ECS [Ramsons] Migrate/Update Large number BIB records

ECS [Ramsons] Migrate/Update Large number BIB records

Overview

In production when mapping rules are changed - there’s a need to run migration process using mod-marc-migration module API. The whole process consist of two stages: data mapping and data saving.

The goal of this round of testing is to observe and measure the marc-migration process duration in ECS environment from Central tenant and member tenants, and find any possible issues and or performance problems.

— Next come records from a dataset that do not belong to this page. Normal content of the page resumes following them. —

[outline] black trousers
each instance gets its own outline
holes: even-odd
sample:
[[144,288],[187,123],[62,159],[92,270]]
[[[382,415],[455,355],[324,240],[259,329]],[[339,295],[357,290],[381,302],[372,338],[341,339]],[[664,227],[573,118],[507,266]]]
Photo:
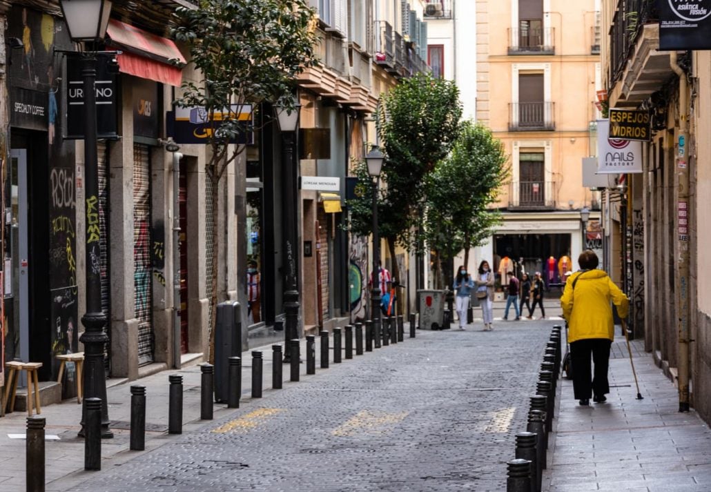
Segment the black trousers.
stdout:
[[[610,362],[609,338],[587,338],[570,344],[570,363],[573,370],[573,394],[575,400],[589,399],[610,392],[607,368]],[[595,366],[590,373],[590,355]]]

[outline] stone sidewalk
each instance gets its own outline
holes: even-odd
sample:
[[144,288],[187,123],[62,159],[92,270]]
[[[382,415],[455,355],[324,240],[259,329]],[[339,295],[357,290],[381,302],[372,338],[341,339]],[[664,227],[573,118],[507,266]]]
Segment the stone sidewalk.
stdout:
[[617,335],[606,403],[581,407],[572,381],[560,385],[560,410],[550,444],[552,463],[543,490],[707,492],[711,490],[711,432],[692,410],[678,412],[676,387],[633,341],[634,368]]

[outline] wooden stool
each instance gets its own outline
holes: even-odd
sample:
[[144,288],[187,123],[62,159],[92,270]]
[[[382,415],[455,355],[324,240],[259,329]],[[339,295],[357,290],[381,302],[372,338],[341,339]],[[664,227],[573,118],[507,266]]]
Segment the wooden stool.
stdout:
[[[32,386],[35,387],[35,407],[37,408],[37,415],[42,413],[40,408],[40,383],[37,375],[37,370],[42,367],[41,362],[11,362],[5,363],[5,367],[10,370],[7,375],[7,386],[5,387],[5,402],[9,401],[10,410],[12,412],[15,407],[15,395],[17,392],[17,382],[20,379],[20,375],[17,371],[24,370],[27,373],[27,415],[32,417]],[[13,376],[15,379],[13,380]],[[11,393],[10,388],[12,388]],[[8,396],[11,395],[8,400]]]
[[64,375],[64,365],[68,362],[73,362],[77,366],[77,403],[82,402],[84,397],[83,387],[82,386],[82,373],[84,370],[84,353],[77,352],[76,353],[60,354],[55,356],[58,360],[61,360],[59,365],[59,375],[57,377],[57,383],[62,384],[62,376]]

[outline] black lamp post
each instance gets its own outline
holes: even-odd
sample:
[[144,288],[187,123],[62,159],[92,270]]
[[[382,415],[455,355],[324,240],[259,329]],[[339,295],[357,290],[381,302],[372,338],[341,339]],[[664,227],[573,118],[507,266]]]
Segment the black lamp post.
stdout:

Tests were done with two parameter sets (CHUNK_FETCH_IDS_COUNT, RECORDS_CHUNK_SIZE). The first tests were with optimal parameters defined in report for authority migration (12000 and 4000 accordingly). The second tests were with default parameters (500, 500)

Original ticket: https://folio-org.atlassian.net/browse/PERF-1045

Summary

  • Tests performed on two tenants (central and member).

  • All data mapping processes finished successfully.

    • No issues or errors found during data mapping process.

    • It consumes up to 25% CPU on mod-marc-migration service and up to 20-22% of DB CPU.

  • All tests got different success rate on data saving, however tests for central and member tenant with parameters: “CHUNK_FETCH_IDS_COUNT = 500, RECORDS_CHUNK_SIZE = 500” got highest number of saved instances (89% for central tenant, 99% for member tenant).

    • Records failed to save because of issue found in DB logs - optimistic locking.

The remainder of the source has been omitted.